For the holidays, the synagogue doesn’t have a cantor, but it does have a professional quartet, with one member driving to southwest Georgia from New York to provide “exceptional music” for services, the rabbi said.

The congregation will recite Tashlich prayers together during Rosh Hashanah, and it will share food when people break their fasts after Yom Kippur. Though he has been going to Albany for less than a year, Rabbi Cohen said he has developed a feel for the congregation.

“The holidays are a magnet for any Jewish community,” the rabbi said. He plans to use the holidays to introduce himself to the full congregation, which includes 50 families.

Many of those families have adult children who will return to Albany for the High Holidays. “I’m going to use them to sketch out what I would like to see the congregation doing and how I would like it to mature over the next year,” Rabbi Cohen said. “I want to talk about how we can respond to the problems in Houston.”

The synagogue has a small religious school, and the rabbi said he has engaged with the Goldring/Woldenberg Institute of Southern Jewish Life in Jackson, Miss., to obtain a curriculum.

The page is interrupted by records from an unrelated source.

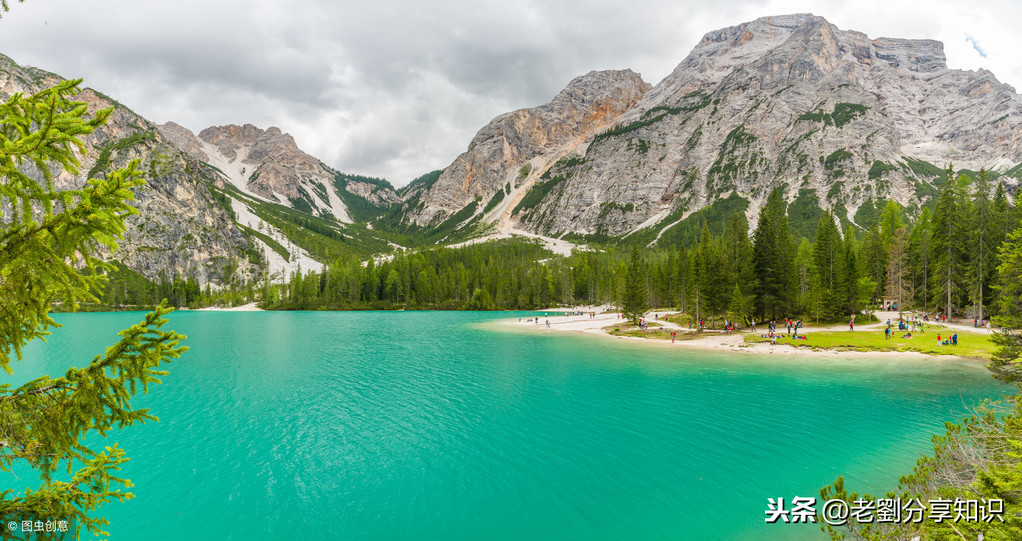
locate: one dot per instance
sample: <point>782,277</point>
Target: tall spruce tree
<point>49,251</point>
<point>635,297</point>
<point>947,245</point>
<point>919,257</point>
<point>983,253</point>
<point>774,259</point>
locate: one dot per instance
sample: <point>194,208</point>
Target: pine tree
<point>946,244</point>
<point>919,256</point>
<point>897,269</point>
<point>634,300</point>
<point>774,258</point>
<point>982,233</point>
<point>49,251</point>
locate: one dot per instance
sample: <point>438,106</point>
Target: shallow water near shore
<point>428,425</point>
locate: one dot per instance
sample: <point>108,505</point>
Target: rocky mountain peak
<point>498,153</point>
<point>835,119</point>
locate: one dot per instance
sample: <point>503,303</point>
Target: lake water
<point>439,425</point>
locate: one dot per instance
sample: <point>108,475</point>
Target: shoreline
<point>250,307</point>
<point>710,342</point>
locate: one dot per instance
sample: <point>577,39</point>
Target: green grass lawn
<point>970,345</point>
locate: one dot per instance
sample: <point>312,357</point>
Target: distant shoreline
<point>712,341</point>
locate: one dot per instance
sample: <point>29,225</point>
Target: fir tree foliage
<point>49,252</point>
<point>634,303</point>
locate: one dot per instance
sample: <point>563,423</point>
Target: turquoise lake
<point>378,425</point>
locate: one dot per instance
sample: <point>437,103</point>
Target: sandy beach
<point>250,307</point>
<point>711,341</point>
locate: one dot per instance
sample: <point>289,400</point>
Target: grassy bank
<point>970,345</point>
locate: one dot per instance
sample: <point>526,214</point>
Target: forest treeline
<point>942,260</point>
<point>945,260</point>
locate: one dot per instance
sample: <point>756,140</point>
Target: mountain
<point>181,228</point>
<point>298,212</point>
<point>269,165</point>
<point>834,119</point>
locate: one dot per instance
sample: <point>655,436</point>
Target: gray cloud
<point>395,88</point>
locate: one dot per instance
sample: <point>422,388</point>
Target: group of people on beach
<point>909,325</point>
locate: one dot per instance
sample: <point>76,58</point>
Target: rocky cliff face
<point>180,230</point>
<point>501,154</point>
<point>833,118</point>
<point>268,165</point>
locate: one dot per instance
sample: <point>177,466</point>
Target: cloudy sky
<point>397,88</point>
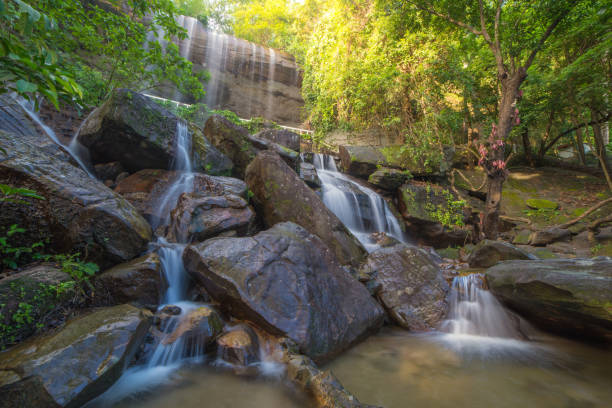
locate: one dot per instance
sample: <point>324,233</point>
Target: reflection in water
<point>396,369</point>
<point>205,388</point>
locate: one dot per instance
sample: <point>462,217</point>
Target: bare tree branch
<point>447,17</point>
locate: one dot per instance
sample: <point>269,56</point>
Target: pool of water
<point>397,369</point>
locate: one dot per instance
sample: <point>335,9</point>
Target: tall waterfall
<point>360,209</point>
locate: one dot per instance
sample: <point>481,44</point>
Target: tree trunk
<point>600,148</point>
<point>506,120</point>
<point>527,147</point>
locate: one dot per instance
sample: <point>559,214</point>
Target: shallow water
<point>396,369</point>
<point>204,387</point>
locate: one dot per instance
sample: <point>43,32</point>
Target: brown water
<point>206,387</point>
<point>396,369</point>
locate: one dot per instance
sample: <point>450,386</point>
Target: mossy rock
<point>541,204</point>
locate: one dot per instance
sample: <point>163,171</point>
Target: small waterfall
<point>76,151</point>
<point>474,311</point>
<point>359,208</point>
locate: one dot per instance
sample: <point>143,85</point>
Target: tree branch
<point>545,36</point>
<point>447,17</point>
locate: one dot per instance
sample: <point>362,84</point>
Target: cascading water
<point>359,208</point>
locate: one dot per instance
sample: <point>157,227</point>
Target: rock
<point>140,280</point>
<point>541,204</point>
<point>389,179</point>
<point>282,137</point>
<point>83,359</point>
<point>239,347</point>
<point>145,189</point>
<point>40,288</point>
<point>412,287</point>
<point>487,253</point>
<point>133,129</point>
<point>29,392</point>
<point>199,217</point>
<point>362,161</point>
<point>78,214</point>
<point>308,173</point>
<point>548,236</point>
<point>198,329</point>
<point>279,195</point>
<point>108,171</point>
<point>288,282</point>
<point>569,297</point>
<point>232,140</point>
<point>322,386</point>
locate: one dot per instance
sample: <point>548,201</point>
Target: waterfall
<point>359,208</point>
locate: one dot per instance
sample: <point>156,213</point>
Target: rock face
<point>411,286</point>
<point>241,147</point>
<point>140,280</point>
<point>145,188</point>
<point>140,134</point>
<point>280,196</point>
<point>288,282</point>
<point>569,297</point>
<point>283,137</point>
<point>232,140</point>
<point>77,213</point>
<point>487,253</point>
<point>388,179</point>
<point>83,359</point>
<point>199,217</point>
<point>361,161</point>
<point>37,287</point>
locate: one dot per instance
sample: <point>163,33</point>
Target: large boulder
<point>145,188</point>
<point>27,297</point>
<point>283,137</point>
<point>133,129</point>
<point>77,212</point>
<point>288,282</point>
<point>411,286</point>
<point>487,253</point>
<point>198,217</point>
<point>140,280</point>
<point>280,195</point>
<point>83,359</point>
<point>569,297</point>
<point>362,161</point>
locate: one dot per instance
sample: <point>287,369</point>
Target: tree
<point>514,31</point>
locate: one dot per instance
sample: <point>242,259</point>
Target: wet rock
<point>323,387</point>
<point>140,280</point>
<point>198,328</point>
<point>389,179</point>
<point>232,140</point>
<point>108,171</point>
<point>145,189</point>
<point>548,236</point>
<point>487,253</point>
<point>412,287</point>
<point>78,214</point>
<point>239,347</point>
<point>199,217</point>
<point>288,282</point>
<point>29,392</point>
<point>139,133</point>
<point>362,161</point>
<point>569,297</point>
<point>40,288</point>
<point>83,359</point>
<point>308,173</point>
<point>280,195</point>
<point>282,137</point>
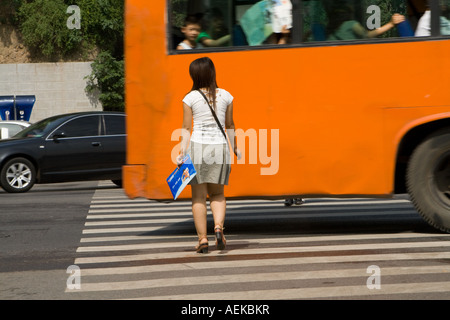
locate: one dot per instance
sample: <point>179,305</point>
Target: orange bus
<point>332,98</point>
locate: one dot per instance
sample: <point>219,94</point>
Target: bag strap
<point>215,116</point>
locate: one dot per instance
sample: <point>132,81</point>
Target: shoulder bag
<point>215,118</point>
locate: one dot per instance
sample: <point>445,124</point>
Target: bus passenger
<point>191,29</point>
<point>424,25</point>
<point>217,34</point>
<point>343,27</point>
<point>208,148</point>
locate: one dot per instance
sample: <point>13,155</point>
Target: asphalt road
<point>140,249</point>
<point>39,233</point>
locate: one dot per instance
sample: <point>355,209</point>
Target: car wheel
<point>428,180</point>
<point>17,175</point>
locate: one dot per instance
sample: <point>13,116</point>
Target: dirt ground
<point>11,48</point>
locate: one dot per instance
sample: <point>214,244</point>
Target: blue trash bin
<point>24,107</point>
<point>7,107</point>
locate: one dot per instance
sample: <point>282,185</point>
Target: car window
<point>81,127</point>
<point>115,124</point>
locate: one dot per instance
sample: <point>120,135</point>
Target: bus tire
<point>17,175</point>
<point>428,179</point>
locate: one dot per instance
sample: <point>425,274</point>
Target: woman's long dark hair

Businessman Steve Fink is the president of B’nai Israel. A native of Albany, Fink, 71, joined the synagogue in 1972 when he returned to town after attending college and working for a while.

When he was growing up, he said, the congregation had a full-time rabbi, a practice that continued until “the congregation dwindled and we couldn’t afford it.”

At B’nai Israel, Fink said, someone can be a member as long as he or she isn’t practicing another religion, regardless of whether that person is Jewish. A large number of members are married to non-Jews.

Most members are senior citizens, he said, and only three families have children in Sunday school.

“It’s difficult to get people to hold office,” Fink said. He is the president of the congregation for the third time and is entering the last year of his three-year term. “Getting older people to participate isn’t easy.”